Protein-coding gene in the species Homo sapiens

Mediator of RNA polymerase II transcription subunit 15, also known as Gal11, Spt13 in yeast and PCQAP, ARC105, or TIG-1 in humans is a protein encoded by the MED15 gene.

== Function ==

MED15 is a general transcriptional cofactor of the mediator complex involved in RNA polymerase II dependent transcription, originally called Gal11 and Spt13 and found in yeast as an essential factor for Gal4 dependent transactivation by T.Fukasawa and F.Winston labs. Transcription factors Gcn4, Pho4, Msn2, Ino2, members of the Gal4 family - Gal4, Oaf1, Pdr1, and viral VP16 have been reported to interact with yeast MED15.
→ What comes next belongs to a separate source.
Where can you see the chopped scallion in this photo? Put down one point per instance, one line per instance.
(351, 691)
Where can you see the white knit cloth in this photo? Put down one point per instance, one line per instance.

Most of these transcription factors share the same transactivation domain, 9aaTAD, which directly interacts with KIX domain of the MED15.

Furthermore, human MED15 cooperates in mediator complex (previously known as PC2, ARC, or DRIP) with transcription factors like VP16 and SREBP. Human SREBP regulates sterol responsive gene expression, and this regulatory action is conserved in the genetic model organism C. elegans, a roundworm (homologues MDT-15 and SBP-1). Also in C. elegans, MDT-15 is essential for the response to several stresses (fasting, heavy metal, toxin, and oxidative stress); at least in part the fasting response is conferred by interactions of MDT-15 with nuclear receptors, including NHR-49.

== Gene ==
The MED15 gene contains stretches of trinucleotide repeats and is located in the chromosome 22 region which is deleted in DiGeorge's syndrome. Two transcript variants encoding different isoforms have been found for this gene.